Once again, the amount of the expenses that will be incurred in any case depends of the type of case. Cases with more serious injuries typically require more litigation expenses than those with minor injuries. Medical malpractice and products liability cases almost always result in substantial litigation expenses. Litigation expenses tend to increase if a lawsuit is filed and especially after depositions begin. Litigation expenses can increase dramatically at trial if expert witnesses have to appear live in the courtroom, particularly if they live in another state. Court reporter fees at trial can also be substantial, once again running about $2000 per day for a transcript. If daily transcript is ordered court reporter fees can double or triple the regular charge.

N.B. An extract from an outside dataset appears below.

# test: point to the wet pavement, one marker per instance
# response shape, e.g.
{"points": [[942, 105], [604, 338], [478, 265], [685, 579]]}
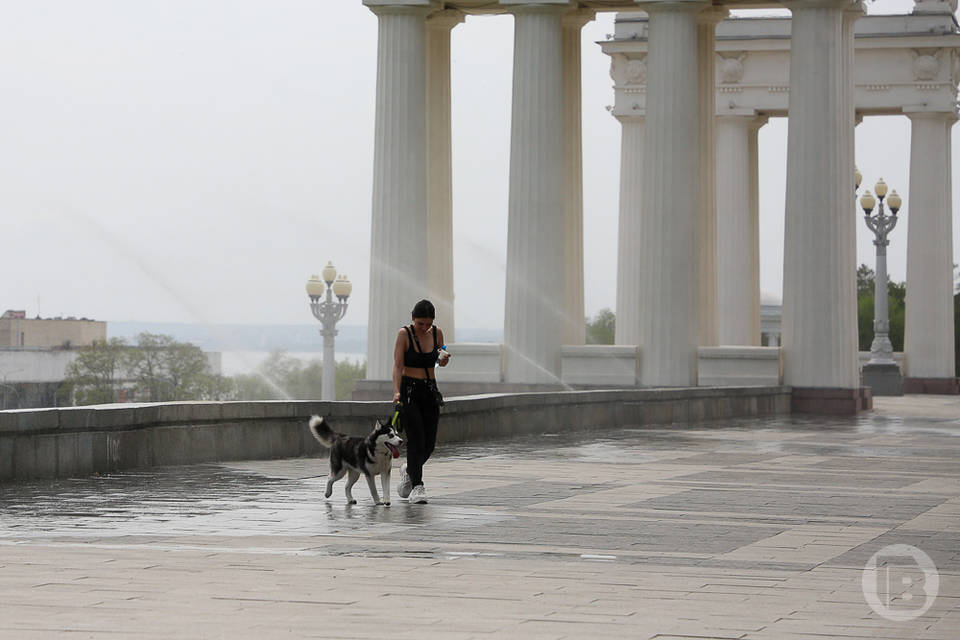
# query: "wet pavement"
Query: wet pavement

I suggest that people looking to hire a personal injury or wrongful death lawyer ask these questions about litigation expenses:
- Will the lawyer advance 100% of the expenses?
- Is the client obligated to re-pay the lawyer for any of the advanced expenses if the case is unsuccessful?

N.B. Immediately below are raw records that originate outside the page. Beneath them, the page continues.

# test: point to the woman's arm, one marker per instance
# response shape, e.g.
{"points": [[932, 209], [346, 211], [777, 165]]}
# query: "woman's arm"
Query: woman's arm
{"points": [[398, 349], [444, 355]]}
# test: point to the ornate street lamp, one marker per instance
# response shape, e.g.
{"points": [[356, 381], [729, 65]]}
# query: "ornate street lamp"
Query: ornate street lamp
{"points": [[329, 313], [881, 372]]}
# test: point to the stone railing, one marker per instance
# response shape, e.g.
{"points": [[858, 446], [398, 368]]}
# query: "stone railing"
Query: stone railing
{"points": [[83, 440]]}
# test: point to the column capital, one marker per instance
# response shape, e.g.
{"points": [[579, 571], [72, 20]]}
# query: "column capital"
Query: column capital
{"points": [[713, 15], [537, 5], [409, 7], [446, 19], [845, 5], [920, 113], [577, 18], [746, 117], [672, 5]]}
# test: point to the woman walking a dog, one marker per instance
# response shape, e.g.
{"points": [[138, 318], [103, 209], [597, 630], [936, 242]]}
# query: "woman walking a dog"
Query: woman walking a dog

- Ask the lawyer for his or her good faith estimate of the case expenses. Do not be surprised if the lawyer cannot answer this question at the first meeting. If the case is complicated, the lawyer may have to think about the answer to this question.
- Does the lawyer charge interest or other fees on advanced expenses? Some lawyers do, and the interest and fees can be substantial.
- Does the lawyer "mark-up" any charges made by outside vendors?
Finally, a person looking for a personal injury lawyer should make a judgment about whether the lawyer can afford to advance the money necessary to prosecute the case. This judgment is made by looking at the lawyer’s offices, his or her appearance, and other factors.
Here is the litigation expense policy of our firm (Law Offices of John Day, P.C.) on litigation expenses in contingent fee cases:
- We typically advance 100% of litigation expenses.
- We typically do not ask for reimbursement of expenses in the event the case is unsuccessful.
- Our fee agreement includes a written summary of the types of expenses that will likely be incurred in personal injury and wrongful death cases.
- We do not "mark-up" court reporter bills, expert bills, or any other out-of-pocket expenses. We charge the exact same amount the service provider charged us.
- We do not charge interest or other fees on advanced expenses.
- We make every reasonable effort to keep expenses as low as possible while still spending the amount of money that is reasonably necessary under the facts of the case in light of the potential recovery.